Not for food and drink, per se. Not for soda or coffee or tea or eggs or cereal or meat. No. In a storm, those things don’t matter. What matters above all else, what guarantees survival in the midst of chaos, is bread and milk.
Though well-educated and very bright, the weatherman on the television is not always accurate when it comes to predicting nature’s mood swings. If you want to know what’s going to happen and when and how bad, you go to the Food Lion on Main Street. You walk through the doors and take an immediate left to the last two aisles, and you see how many people are scrambling for bread and milk. If there are only a few shoppers milling about, chances are good that everything will be fine. If it’s a mob, however, you’d better join in. Because trouble’s coming.
Never mind the fact that even in the worst of snowstorms, the good folks at the Department of Transportation will likely have the main roads cleared within a day. And never mind the fact that even if they didn’t, the four-wheel-drive in your driveway will still likely get you where you need to go. Those things don’t matter. What matters is that you can walk into your kitchen and find milk in your refrigerator and bread on your countertop.
We are living in the modern age. We have the benefit of a plethora of choices when it comes to food and drink. A simple trip to the store can get you bananas from Brazil, Pineapples from Hawaii, corn from Iowa, beef from Texas, and fish from Alaska. There is fancy coffee, plain tea, and more varieties of soda than I can count. Still, it’s the bread and milk.

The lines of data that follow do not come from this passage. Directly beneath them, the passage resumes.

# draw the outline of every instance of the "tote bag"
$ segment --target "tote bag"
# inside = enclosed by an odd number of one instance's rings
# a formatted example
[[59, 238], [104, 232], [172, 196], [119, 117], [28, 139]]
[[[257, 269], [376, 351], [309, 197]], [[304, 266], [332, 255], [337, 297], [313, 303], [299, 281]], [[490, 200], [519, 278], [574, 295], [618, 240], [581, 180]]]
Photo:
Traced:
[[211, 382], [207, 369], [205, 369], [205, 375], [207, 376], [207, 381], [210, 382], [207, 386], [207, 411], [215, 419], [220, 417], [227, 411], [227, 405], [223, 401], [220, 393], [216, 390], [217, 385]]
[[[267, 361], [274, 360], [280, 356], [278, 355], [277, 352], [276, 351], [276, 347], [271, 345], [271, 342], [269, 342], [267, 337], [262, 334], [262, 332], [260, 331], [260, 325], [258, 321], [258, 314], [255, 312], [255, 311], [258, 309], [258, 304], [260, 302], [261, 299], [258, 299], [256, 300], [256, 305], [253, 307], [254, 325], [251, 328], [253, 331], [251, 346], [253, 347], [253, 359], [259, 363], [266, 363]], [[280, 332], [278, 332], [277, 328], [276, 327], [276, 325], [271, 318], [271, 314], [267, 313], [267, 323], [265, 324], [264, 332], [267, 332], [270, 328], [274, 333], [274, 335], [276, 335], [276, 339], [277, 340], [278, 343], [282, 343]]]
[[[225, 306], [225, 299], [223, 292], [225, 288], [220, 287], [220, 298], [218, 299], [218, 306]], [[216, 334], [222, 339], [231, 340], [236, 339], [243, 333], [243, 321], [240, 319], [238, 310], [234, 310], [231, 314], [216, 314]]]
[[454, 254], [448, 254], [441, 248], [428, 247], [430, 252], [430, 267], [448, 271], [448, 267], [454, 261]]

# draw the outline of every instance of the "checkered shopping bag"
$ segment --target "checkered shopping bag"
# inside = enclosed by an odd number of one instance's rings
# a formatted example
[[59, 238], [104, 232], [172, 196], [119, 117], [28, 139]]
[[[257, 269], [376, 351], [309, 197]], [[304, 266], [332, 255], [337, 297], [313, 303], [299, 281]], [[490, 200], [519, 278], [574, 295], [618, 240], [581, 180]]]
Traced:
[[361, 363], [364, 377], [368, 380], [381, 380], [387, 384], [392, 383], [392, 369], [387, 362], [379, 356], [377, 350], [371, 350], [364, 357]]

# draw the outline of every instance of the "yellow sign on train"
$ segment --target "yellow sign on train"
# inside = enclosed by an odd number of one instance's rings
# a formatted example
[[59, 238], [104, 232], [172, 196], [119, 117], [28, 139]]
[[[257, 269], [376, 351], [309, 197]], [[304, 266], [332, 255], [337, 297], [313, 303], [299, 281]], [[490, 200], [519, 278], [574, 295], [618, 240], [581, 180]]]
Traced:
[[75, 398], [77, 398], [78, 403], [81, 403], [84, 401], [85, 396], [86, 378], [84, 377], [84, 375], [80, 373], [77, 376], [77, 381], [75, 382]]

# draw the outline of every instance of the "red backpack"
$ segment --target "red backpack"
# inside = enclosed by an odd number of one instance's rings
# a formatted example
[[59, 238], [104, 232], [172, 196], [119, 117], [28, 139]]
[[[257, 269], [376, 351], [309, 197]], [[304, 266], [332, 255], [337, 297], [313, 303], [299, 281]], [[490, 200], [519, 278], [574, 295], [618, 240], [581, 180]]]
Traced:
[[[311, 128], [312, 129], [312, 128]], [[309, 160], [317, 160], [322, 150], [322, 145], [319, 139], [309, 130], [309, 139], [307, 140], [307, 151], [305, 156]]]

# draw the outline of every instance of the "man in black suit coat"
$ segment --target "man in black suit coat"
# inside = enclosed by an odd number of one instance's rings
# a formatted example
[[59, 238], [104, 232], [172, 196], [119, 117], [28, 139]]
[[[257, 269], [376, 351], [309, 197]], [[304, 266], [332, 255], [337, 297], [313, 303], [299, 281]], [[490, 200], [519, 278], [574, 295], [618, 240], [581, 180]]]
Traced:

The reason why this is so has escaped me for years. But now, whether through wisdom or experience or a little of both, I think I’ve found the answer.
Extravagance doesn’t offer us the comfort we need when the storms hit. The exotic and fancy loses their appeal. Instead we crave the very things that have gotten untold generations through the tough times and weathered untold tempests.
The basics. The essentials.
Bread and milk.
I see this every day now. We’re all caught in the storm. While politicians debate and economists theorize and the media search for answers, solutions seem few and fleeting. The old doesn’t work anymore, they say. The tried and true has been attempted and found wanting. So it’s time for the exotic and fancy.
Me, I’m not so sure.
Because the very things that have seen this country through the hard times in the past can see us through the hard times now. Things like faith and charity. Family and community. Holiness and commitment.
Most are now considered outdated. Some are under direct attack. That’s a shame, I think. Because a home without the basics is at the mercy of a storm. And so are we.